Methodology: Following PRISMA 2020, the authors searched multiple databases through July 2025 and included both clinical studies in diabetic patients and relevant animal models. Methodological quality was assessed with the appropriate tool for each design — CONSORT for trials, STROBE for observational work, ARRIVE for preclinical studies. From 3,637 records, 54 studies were retained.

Main findings: The headline is nuanced. Overall implant survival in diabetic patients was often high, above 90-95%. But the average conceals a threshold. Diabetes — especially when poorly controlled, with HbA1c above 8% — was consistently linked to worse outcomes: greater marginal bone loss, deeper probing depths, more bleeding on probing, and higher peri-implant inflammatory markers such as IL-6 and TNF-α. Crucially, well-controlled diabetics (HbA1c ≤ 7%) often performed on par with non-diabetic patients. Two adjunctive strategies stood out. Antimicrobial photodynamic therapy (aPDT) improved clinical parameters and reduced inflammation. And preclinical work on bioactive coatings and 3D-printed porous implant surfaces showed enhanced osseointegration under diabetic conditions.

Clinical relevance: Diabetes is not a contraindication to implant therapy — poor glycemic control is the real risk factor. The distinction matters at the chair. Before placing implants in a diabetic patient, the number to ask for is the HbA1c, not merely the diagnosis.

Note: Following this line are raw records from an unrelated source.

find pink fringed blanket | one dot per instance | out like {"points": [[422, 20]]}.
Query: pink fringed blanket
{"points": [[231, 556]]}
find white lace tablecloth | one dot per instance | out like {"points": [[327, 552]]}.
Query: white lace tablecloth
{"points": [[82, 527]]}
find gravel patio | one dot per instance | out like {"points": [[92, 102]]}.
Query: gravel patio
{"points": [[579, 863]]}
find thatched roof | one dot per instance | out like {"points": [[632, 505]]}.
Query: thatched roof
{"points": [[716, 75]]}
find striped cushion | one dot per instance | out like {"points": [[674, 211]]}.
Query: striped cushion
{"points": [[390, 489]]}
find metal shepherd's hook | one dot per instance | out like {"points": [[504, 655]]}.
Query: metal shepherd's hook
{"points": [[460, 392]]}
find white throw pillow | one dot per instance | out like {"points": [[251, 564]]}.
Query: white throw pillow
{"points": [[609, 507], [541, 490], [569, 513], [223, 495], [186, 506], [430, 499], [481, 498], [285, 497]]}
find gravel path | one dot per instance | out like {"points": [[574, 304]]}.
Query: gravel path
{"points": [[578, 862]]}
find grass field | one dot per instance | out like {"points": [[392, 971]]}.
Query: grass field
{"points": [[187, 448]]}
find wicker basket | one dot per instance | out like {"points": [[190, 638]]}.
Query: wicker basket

A patient at or below 7% can be treated with expectations close to those of a healthy patient; above 8%, the clinician should anticipate more inflammation, more bone loss and a higher chance of failure, and plan accordingly: tighter case selection, coordination with the patient's physician to improve control, meticulous maintenance and a lower threshold for adjuncts like aPDT. The preclinical surface data point to where the field is heading, but they are not yet clinical recommendations. The practical takeaway is disciplined and reassuring: control the metabolism first, then the implant follows.

This summary is based on the original abstract. Always refer to the original publication for clinical decisions.